Two European content payment platforms are advancing with news of an investment and a move in to video.

Netherlands-based Cleeng, which we have previously reported on and which facilitates payments through blog CMSes and other suites for outlets including La Tribune, Dailymotion and VentureBeat, is raising a €400,000 ($511,000) investment to try targeting U.S. business.

Amongst the backers is Pascal Cagni — until his resignation this May, Apple’s VP for Europe, Middle East, India and Asia — who says (via release):

“Through my 12 years leading Apple in Europe, I was uniquely positioned to monitor how the digital revolution can be disruptive and make monetization challenging. In the meantime, the proliferation of mobiles devices is on par with the acceleration of content digitalization and has broadened market reach in an unforeseen fashion. The opportunity to offer a simple, straightforward, robust solution to monetize content, being TV programs, videos, or live events is simply huge.”

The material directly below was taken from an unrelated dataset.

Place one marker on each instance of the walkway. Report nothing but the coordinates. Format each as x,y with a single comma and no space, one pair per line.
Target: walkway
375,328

Meanwhile, central European buffet payment facilitator Piano Media is trying a limited addition of paid video to its system that already charges users to access sections of several newspaper and magazine websites.

The video is from Zuzana Piussi, a Slovak filmmaker who could face two years in prison if convicted for her controversial film about the Slovak judiciary. Her latest film, about Slovak politics, is being distributed only via the Piano-powered paid part of weekly news magazine Týžde?’s website.

“The multiplex cinemas were against distributing the film after the controversy surrounding my last film,” Piussi says (via release). “Therefore, distributing the movie online, for me as the creator, is now the only way forward.”

Piano Media is better resourced than Cleeng for geographical expansion, having raised a €2 million second round in April. But Piano’s three launched countries so far — Slovakia, Slovenia and Poland — are all in Europe while Cleeng already appears to have ambitions of breaking in to the States.

Other Cleeng backers are unnamed private investors.